Figure 4.5 shows that using transparent colors somewhat tempers the constraints imposed by sequentially plotting objects. For instance, the horizontal, vertical, and diagonal lines created by `abline()`

(in Step 2) are not completely covered by the round shapes (due to setting `alpha = 1/2`

in their background color `bg`

). By contrast, the two rectangles created by `rect()`

(in Step 5) used a setting of `alpha = 1`

in their `col`

definition. As a color’s alpha level ranges from 0 to 1 (with 0 indicating complete transprency and 1 indicating no transparency), using `alpha = 1`

is equivalent to “no transparency” — which is why the rectangles cover the lines created by `abline()`

.

Whereas Figure 4.5 arranges graphical elements without a particular purpose, the same methods can be used to produce highly versatile and useful visualizations.
For instance, the R package **riskyr** package (Neth, Gaisbauer, et al., 2021) provides a range of visualizations that depict the effects of probabilistic binary distinctions based on a population of elements (aka. Bayesian reasoning or diagnostic testing).

Here is an example that illustrates the type of problem addressed by such diagrams:

Suppose there is a pandemic (e.g., called COVID-19) that infects

**5%**of some population of people.There is a diagnostic screening test with the following properties:

If someone is infected with COVID-19, the tests detects this accurately with a probability of

**99%**.If someone is not infected with COVID-19, the tests detects this accurately with a probability of

**95%**.

Someone receives a positive test result. How likely is it that this individual is infected?

In diagnostic terms, the problem specifies the *prevalence* of some condition (here: 5% of some population are infected with COVID-19) and the *sensitivity* (99%) and *specificity* (95%) of some diagnostic test.
The problem then asks for the conditional probability of being infected, given a positive test result (which is known as the test’s *positive predictive value*, PPV).

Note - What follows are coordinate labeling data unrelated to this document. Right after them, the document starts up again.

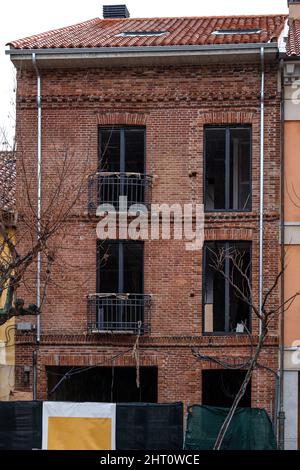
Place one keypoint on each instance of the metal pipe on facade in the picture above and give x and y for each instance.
(39, 192)
(281, 414)
(261, 203)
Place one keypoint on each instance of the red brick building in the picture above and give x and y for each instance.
(177, 100)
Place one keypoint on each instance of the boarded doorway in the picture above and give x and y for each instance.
(102, 384)
(219, 387)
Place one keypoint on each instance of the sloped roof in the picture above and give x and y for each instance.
(293, 43)
(177, 32)
(7, 181)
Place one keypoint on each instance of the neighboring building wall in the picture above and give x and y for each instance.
(292, 249)
(174, 103)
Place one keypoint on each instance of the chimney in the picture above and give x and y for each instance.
(115, 11)
(294, 9)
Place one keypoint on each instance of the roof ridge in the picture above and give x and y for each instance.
(56, 30)
(270, 15)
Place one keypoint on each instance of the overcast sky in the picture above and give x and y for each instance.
(27, 17)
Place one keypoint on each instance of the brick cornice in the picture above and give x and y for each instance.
(122, 118)
(226, 117)
(97, 340)
(157, 99)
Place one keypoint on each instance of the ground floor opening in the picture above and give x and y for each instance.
(219, 387)
(102, 384)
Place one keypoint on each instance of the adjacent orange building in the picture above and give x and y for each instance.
(291, 220)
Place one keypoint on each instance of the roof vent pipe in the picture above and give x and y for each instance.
(294, 9)
(115, 11)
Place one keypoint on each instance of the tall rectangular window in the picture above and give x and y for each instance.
(120, 267)
(120, 303)
(228, 168)
(122, 165)
(225, 311)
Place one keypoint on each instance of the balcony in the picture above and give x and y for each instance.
(118, 313)
(108, 187)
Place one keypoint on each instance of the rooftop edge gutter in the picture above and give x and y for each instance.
(93, 51)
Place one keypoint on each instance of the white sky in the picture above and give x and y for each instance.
(27, 17)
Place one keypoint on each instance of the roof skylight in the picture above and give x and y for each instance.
(236, 31)
(141, 33)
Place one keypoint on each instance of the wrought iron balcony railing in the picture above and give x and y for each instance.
(120, 313)
(107, 187)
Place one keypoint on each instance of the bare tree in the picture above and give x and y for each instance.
(63, 196)
(264, 313)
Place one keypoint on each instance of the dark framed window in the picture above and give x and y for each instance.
(224, 310)
(120, 266)
(227, 168)
(122, 165)
(120, 304)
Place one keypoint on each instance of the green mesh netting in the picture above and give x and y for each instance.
(250, 429)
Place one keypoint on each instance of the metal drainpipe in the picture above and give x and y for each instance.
(39, 192)
(281, 414)
(261, 208)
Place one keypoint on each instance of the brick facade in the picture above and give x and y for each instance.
(174, 104)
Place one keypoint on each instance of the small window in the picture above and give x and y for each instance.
(224, 310)
(236, 31)
(228, 169)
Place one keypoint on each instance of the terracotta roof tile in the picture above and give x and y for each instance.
(178, 31)
(293, 44)
(7, 181)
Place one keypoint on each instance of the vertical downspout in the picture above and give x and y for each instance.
(261, 204)
(281, 415)
(39, 208)
(39, 193)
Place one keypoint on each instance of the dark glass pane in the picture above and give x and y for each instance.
(134, 150)
(215, 168)
(133, 268)
(110, 150)
(134, 166)
(239, 311)
(214, 309)
(240, 171)
(108, 267)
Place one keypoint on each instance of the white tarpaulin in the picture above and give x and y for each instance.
(79, 426)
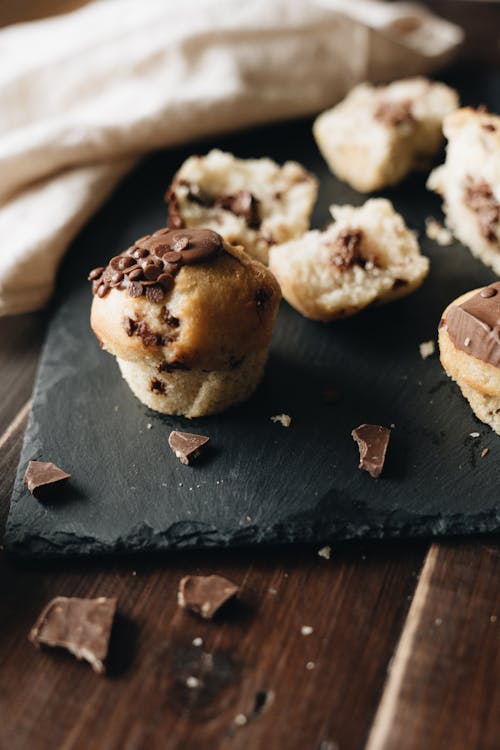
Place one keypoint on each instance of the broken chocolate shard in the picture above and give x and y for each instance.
(205, 595)
(187, 446)
(372, 440)
(44, 479)
(81, 626)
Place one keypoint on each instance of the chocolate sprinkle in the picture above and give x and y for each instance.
(372, 440)
(187, 446)
(81, 626)
(44, 479)
(205, 595)
(159, 258)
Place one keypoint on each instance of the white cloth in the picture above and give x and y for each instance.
(84, 94)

Research has shown that this problem is notoriously difficult, even for medical experts (see REFs for an analysis and meta-review). As the correct answer is the inverse conditional probability of the sensitivity provided (and we are also provided with a base rate/prevalence and the specificity), the answer could be computed using Bayes’ theorem.

**ToDo:** Bayes theorem: Show formula and result: PPV = 51%

Note: Given these values, the predictive value of a positive test result (PPV) is about 51%.
Thus, throwing a coin is about as accurate as a single result of this test.
(Importantly, this does *not* mean that the test is bad or useless. Things change dramatically if the prevalence of the condition in your environment (which is typically only a sub-part of the population) increased. For instance, if the prevalence of Covid in your environment was 20%, the same test would have a PPV of 83.2%. Alternatively, performing multiple tests with positive results would quickly raise the value of the test results.)

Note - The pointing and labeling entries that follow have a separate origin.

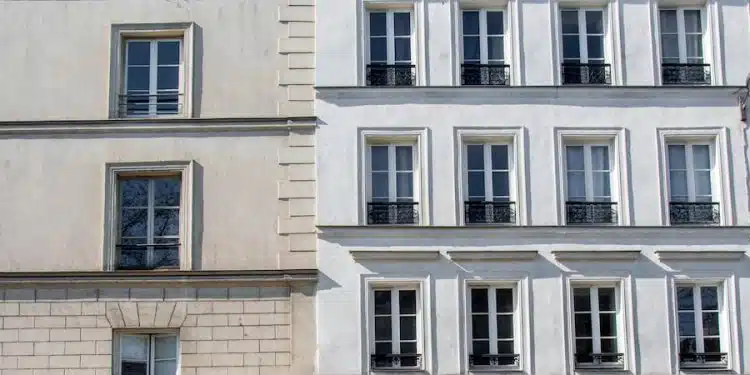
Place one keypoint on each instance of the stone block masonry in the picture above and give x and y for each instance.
(71, 331)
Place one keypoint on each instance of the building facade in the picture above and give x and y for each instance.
(164, 152)
(539, 187)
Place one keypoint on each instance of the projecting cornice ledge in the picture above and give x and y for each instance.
(492, 256)
(597, 256)
(701, 256)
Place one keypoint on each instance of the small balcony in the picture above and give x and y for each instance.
(599, 360)
(485, 75)
(493, 361)
(481, 212)
(147, 105)
(590, 213)
(703, 360)
(686, 74)
(395, 361)
(694, 213)
(392, 213)
(391, 75)
(586, 74)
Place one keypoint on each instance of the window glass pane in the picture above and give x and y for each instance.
(495, 23)
(377, 24)
(479, 301)
(382, 302)
(594, 22)
(379, 158)
(401, 24)
(504, 300)
(581, 299)
(709, 298)
(139, 53)
(407, 301)
(693, 21)
(471, 23)
(569, 21)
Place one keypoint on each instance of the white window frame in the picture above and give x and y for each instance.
(394, 289)
(620, 316)
(492, 312)
(122, 33)
(152, 336)
(112, 206)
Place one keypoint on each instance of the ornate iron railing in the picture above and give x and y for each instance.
(485, 74)
(599, 360)
(144, 105)
(481, 212)
(395, 361)
(392, 213)
(391, 75)
(703, 360)
(686, 74)
(694, 213)
(493, 360)
(586, 74)
(135, 257)
(591, 212)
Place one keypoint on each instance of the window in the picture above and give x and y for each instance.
(583, 47)
(596, 326)
(588, 175)
(488, 184)
(152, 82)
(484, 48)
(682, 47)
(391, 186)
(396, 331)
(143, 354)
(391, 59)
(700, 328)
(493, 322)
(690, 184)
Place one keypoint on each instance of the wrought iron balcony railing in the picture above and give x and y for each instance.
(686, 74)
(391, 75)
(485, 74)
(493, 360)
(145, 105)
(392, 213)
(591, 212)
(694, 213)
(586, 74)
(599, 360)
(481, 212)
(703, 360)
(135, 257)
(395, 361)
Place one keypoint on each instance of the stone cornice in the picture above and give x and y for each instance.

However, there are many other ways of computing the correct answer — and most of them involve a representational change in perspective (see Neth et al., 2021, for an analysis).
Our goal here is *not* to solve the problem, but merely to illustrate that the problem *could* be solved by drawing frequency diagrams — and that we could use **base** R functions for creating relatively complex diagrams out of lines, shapes, and text labels.
For many problems, we do not even need to do this ourselves, as the chances are quite high that someone else has already written an R package that does the job for us. In the current case, the **riskyr** package illustrates the relationship between a diagnostic test’s accuracy and predictive values in a variety of ways.
(Note that you do *not* need to install the package for yourself, unless you wanted to re-create the plots.)

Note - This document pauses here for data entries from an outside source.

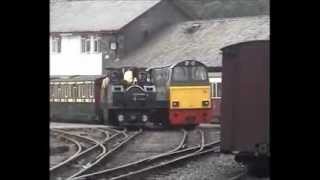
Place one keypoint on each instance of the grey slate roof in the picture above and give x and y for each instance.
(107, 15)
(75, 78)
(174, 44)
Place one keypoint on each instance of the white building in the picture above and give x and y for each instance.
(86, 35)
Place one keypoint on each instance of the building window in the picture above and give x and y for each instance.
(74, 92)
(97, 44)
(56, 44)
(85, 44)
(216, 89)
(113, 45)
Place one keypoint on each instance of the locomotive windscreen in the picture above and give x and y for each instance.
(160, 78)
(189, 73)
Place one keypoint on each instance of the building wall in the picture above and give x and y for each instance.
(71, 61)
(160, 16)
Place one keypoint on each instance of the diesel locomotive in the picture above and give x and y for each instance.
(185, 85)
(176, 95)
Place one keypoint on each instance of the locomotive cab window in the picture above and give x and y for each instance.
(189, 73)
(216, 89)
(56, 44)
(180, 74)
(85, 44)
(199, 73)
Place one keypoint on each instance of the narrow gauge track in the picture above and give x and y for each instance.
(83, 159)
(112, 145)
(91, 132)
(108, 163)
(240, 176)
(79, 149)
(85, 142)
(147, 164)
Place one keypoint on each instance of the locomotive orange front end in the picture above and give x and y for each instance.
(190, 105)
(189, 94)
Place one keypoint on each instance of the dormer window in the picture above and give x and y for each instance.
(56, 44)
(85, 44)
(113, 45)
(97, 44)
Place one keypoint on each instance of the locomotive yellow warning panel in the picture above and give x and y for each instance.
(190, 97)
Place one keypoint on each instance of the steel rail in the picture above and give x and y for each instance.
(124, 141)
(192, 151)
(79, 149)
(82, 137)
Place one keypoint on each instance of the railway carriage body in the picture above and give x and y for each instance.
(74, 99)
(245, 102)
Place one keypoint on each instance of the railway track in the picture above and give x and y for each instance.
(113, 144)
(74, 164)
(144, 165)
(78, 146)
(117, 158)
(87, 157)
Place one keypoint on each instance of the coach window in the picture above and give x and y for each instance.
(51, 91)
(219, 89)
(55, 91)
(56, 44)
(97, 44)
(59, 91)
(80, 88)
(85, 91)
(85, 44)
(74, 92)
(216, 89)
(91, 91)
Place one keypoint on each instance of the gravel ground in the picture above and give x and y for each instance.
(57, 143)
(147, 144)
(211, 166)
(206, 167)
(93, 133)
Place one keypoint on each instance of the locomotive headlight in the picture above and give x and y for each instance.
(175, 104)
(144, 118)
(205, 103)
(120, 117)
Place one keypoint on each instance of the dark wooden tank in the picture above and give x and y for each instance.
(245, 96)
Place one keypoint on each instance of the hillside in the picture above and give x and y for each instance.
(209, 9)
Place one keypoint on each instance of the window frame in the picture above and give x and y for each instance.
(96, 44)
(56, 42)
(85, 44)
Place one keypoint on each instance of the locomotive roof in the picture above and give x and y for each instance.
(75, 78)
(200, 40)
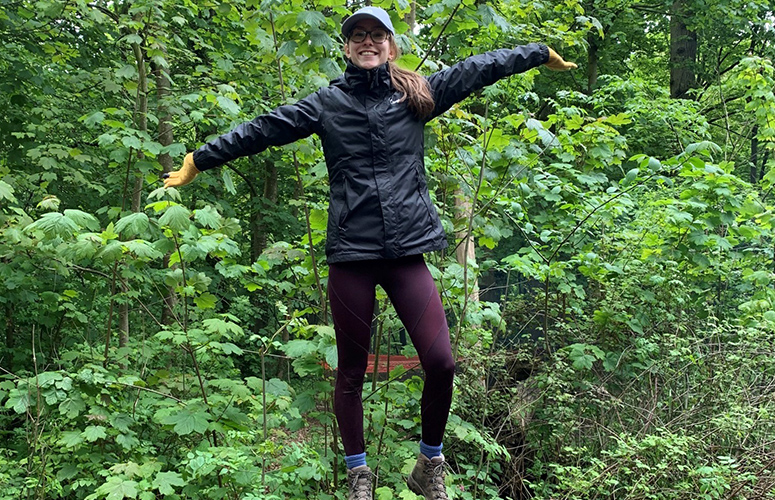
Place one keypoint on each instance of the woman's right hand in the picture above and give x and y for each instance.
(557, 63)
(181, 177)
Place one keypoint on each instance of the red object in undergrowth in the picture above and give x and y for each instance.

Figure 4.6 illustrates the relation between the test’s ability for detecting infected vs. healthy people and its predictive values in a diagram that combines two trees (one top-down, and an inverted one bottom-up). To provide concrete frequencies, both trees assume a fixed population of 10,000 individuals. The top one first dissects the population by condition (`cd`

, i.e., 5% of the people are infected vs. 95% are not infected), then by the specificity and sensitivity of the test. The lower and inverted tree re-combines the four middle cells (in which green cells indicate correct classifications, whereas red ones indicate erroneous classifications) by test result or decision (`dc`

, i.e., positive vs. negative tests). This reveals that the desired probability of being infected, given a positive test result is only \(PPV=51\)% — much lower than most people would expect.

Importantly, we could create visualizations like Figure 4.6 from scratch by plotting boxes, lines, and labels. As this would be a lengthy and laborious process, R packages like **riskyr** facilitate creating various types of plots (see riskyr.org for interactive versions). But it is good to know that we can always create things ourselves, if we had to or wanted to do so.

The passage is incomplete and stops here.